Beginning on October 1, 2013, the federal government entered a partial shutdown due to a lapse in funding. Prior to this, the House of Representatives offered and passed multiple funding measures to keep the government open. The Senate and President Barack Obama, however, disagreed with some of the bill’s components. Instead of working with House leaders, they chose to let the government shut down over their insistence on a continuation of last year’s funding levels to support the expansion of Obamacare.
I know many Americans are concerned about the government shutdown and it can be disconcerting when our nation’s political leaders cannot get along.
This is not the first time that our country has had a divided government or experienced a shutdown due to disagreements between the President and congressional leaders of opposing parties. However, in prior instances, both the President and respective leaders have found ways to engage in regular discussions to resolve issues.
President Clinton and Speaker Newt Gingrich were fierce opponents publically, as were President Reagan and Speaker Tip O’Neill, but they always found ways to work together to advance our nation’s interests and their respective policy agendas.

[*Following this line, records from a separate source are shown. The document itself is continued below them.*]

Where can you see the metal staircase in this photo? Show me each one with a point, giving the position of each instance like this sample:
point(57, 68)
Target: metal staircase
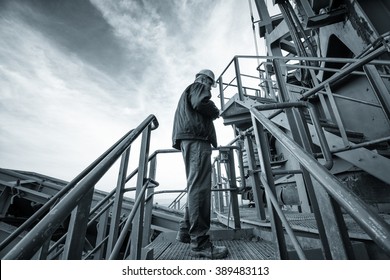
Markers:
point(310, 152)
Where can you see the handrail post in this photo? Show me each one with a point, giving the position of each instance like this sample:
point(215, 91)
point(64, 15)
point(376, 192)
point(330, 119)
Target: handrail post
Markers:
point(238, 77)
point(75, 238)
point(149, 204)
point(137, 231)
point(118, 200)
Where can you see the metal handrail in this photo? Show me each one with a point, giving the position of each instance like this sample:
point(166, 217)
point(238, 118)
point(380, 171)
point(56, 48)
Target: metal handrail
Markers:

What’s different today is that President Obama has repeatedly and preemptively announced his refusal to negotiate with congressional leaders about operations of the federal government or the level of spending under his Administration.
Congress has a constitutional responsibility and authority to oversee federal spending and the Executive Branch’s execution of the law, including addressing our nation’s unsustainable debt levels and the problems associated with ObamaCare and its implementation.
The President himself has acknowledged some of the failures of ObamaCare by granting waivers to big business, big labor and other special interests, but insists on leaving individual Americans and families exposed to its serious flaws. He has granted these waivers unilaterally even though they are neither authorized by law nor consistent with his enumerated powers in the Constitution.
And now, because of President Obama’s continued refusal to work with Congress, the government remains partially closed.